In contrast to OR, EGX358 did not facilitate spatial memory in the OP task among EFAD mice of either genotype (Figure 2C). Oddly, one-sample t-tests indicated that vehicle-treated E3FAD mice spent significantly more time than chance with the moved object (t(11) = 3.358, p = 0.0064), which is contrary to our previous work in which OVX or gonadally-intact E3FAD females showed no preference for the moved object 24 h after training (Taxier et al., 2022a,b). More importantly, however, no other group, including both EGX358-treated groups, showed significant preferences for the moved object. Supporting the overall lack of Treatment or Genotype effects on OP, two-way ANOVA indicated no significant effects of Treatment (F(1,50) = 0.377, p = 0.542), Genotype (F(1,50) = 0.3011, p = 0.5856), or Treatment x Genotype interaction (F(1,50) = 0.19, p = 0.664).

Mice treated with EGX358 took more time to accumulate 30 s of exploration during OP testing than those treated with vehicle (F(1,51) = 6.607, p = 0.0131). Genotype did not affect time to accumulate 30 s (Table 1). Neither distance traveled nor velocity were affected by treatment or genotype in OP (see Table 1 for group means).

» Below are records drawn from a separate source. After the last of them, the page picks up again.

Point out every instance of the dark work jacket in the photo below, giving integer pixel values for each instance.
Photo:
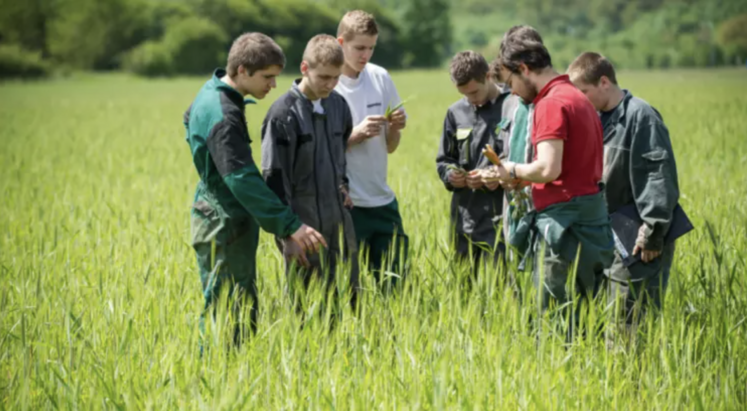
(639, 166)
(303, 161)
(466, 131)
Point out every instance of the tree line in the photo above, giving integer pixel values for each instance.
(176, 37)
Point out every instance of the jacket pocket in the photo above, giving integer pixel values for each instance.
(655, 161)
(463, 143)
(206, 223)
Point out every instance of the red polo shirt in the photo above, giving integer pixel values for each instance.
(562, 112)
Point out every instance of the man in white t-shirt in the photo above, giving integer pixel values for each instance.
(369, 91)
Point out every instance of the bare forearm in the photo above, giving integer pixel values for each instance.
(392, 140)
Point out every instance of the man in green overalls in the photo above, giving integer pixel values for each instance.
(232, 201)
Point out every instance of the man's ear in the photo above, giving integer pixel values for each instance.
(604, 82)
(524, 70)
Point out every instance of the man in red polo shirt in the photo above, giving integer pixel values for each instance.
(570, 210)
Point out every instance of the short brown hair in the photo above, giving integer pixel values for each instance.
(523, 45)
(254, 51)
(325, 50)
(467, 66)
(590, 67)
(357, 22)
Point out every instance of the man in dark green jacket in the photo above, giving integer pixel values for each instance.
(639, 170)
(232, 201)
(304, 138)
(471, 123)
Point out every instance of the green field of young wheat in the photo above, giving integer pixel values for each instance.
(100, 295)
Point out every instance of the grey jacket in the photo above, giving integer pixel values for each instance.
(639, 166)
(466, 131)
(303, 161)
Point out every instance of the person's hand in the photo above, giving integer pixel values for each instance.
(457, 178)
(474, 179)
(369, 127)
(294, 252)
(397, 120)
(308, 239)
(493, 173)
(347, 202)
(492, 185)
(646, 255)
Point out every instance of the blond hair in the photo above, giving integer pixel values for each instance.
(357, 22)
(324, 50)
(254, 51)
(467, 66)
(589, 67)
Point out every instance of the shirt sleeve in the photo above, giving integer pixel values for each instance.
(347, 132)
(550, 121)
(392, 98)
(229, 148)
(448, 151)
(653, 179)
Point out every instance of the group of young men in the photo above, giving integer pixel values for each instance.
(322, 189)
(576, 150)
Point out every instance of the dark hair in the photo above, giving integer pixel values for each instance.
(254, 51)
(467, 66)
(523, 44)
(590, 67)
(323, 49)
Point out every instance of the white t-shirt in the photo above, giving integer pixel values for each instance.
(369, 95)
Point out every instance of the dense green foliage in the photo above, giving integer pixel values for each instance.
(138, 35)
(633, 33)
(100, 294)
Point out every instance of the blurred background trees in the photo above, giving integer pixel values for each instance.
(191, 37)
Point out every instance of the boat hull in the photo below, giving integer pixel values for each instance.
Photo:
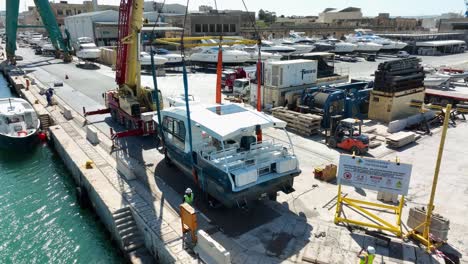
(215, 182)
(18, 143)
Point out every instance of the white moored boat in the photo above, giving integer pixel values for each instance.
(269, 46)
(18, 123)
(173, 59)
(85, 49)
(210, 56)
(253, 53)
(387, 44)
(145, 60)
(300, 48)
(341, 46)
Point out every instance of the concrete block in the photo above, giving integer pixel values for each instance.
(211, 251)
(387, 197)
(91, 135)
(125, 167)
(396, 125)
(67, 113)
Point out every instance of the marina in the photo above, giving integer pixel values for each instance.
(304, 157)
(41, 220)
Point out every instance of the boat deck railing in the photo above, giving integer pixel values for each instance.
(260, 153)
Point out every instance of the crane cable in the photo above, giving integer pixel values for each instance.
(219, 66)
(259, 62)
(187, 105)
(155, 82)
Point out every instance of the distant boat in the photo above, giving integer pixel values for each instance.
(145, 60)
(19, 123)
(269, 46)
(253, 53)
(86, 49)
(173, 59)
(210, 56)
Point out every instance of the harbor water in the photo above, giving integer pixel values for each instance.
(40, 219)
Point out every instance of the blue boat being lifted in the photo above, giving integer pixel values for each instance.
(231, 161)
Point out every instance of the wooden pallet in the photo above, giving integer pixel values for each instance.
(400, 139)
(303, 124)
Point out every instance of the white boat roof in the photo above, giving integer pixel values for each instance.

3.2 APOE4 genotype, but not EGX358 treatment, reduced anxiety-like behavior in the open field test

We previously showed that OVX E3FAD and E3/4FAD females did not differ in open field measurements of anxiety-like behavior or locomotor activity (Taxier et al., 2022c) and that EGX358 treatment did not affect anxiety-like behaviors in the open field or EPM in OVX wild-type mice (Fleischer et al., 2021). Nevertheless, to measure possible effects of EGX358 in E3FAD and E3/4FAD on anxiety or activity, we used the open field and EPM to measure anxiety-like and exploratory behaviors.

3.2.1 Open field

Data from the first day of habituation to the object box were analyzed as an open field test to provide information about locomotor activity (distance traveled, speed) and anxiety-like behavior (time spent in the center and outer zones). Less time spent in the center zone and more time spent in the outer zone indicated higher anxiety-like behavior.

E3/4FAD females spent significantly more time in the center zone (F(1,52) = 5.183, p = 0.027; Figure 3A) and made more entries into the center zone (F(1,52) = 3.914, p = 0.05; Figure 3B) than E3FAD females while spending significantly less time in the outer zone (F(1,52) = 3.961, p = 0.05; Figure 3D) and making fewer entries into the outer zone (F(1,52) = 4.609, p = 0.0365; Figure 3E) than E3FAD females, suggesting less anxiety-like behavior in the open field in E3/4FAD mice relative to their E3FAD counterparts. However, treatment had no impact on the time (Fs(1,52) = 0.0223 and 0.0057, ps > 0.05) or entry (Fs(1,52) = 0.0346 and 0.1286, ps > 0.05) measures, nor were the interactions significant (time: Fs(1,52) = 0.0077 and 0.0046, ps > 0.05; entries: Fs(1,52) = 0.1632 and 0.1041, ps > 0.05).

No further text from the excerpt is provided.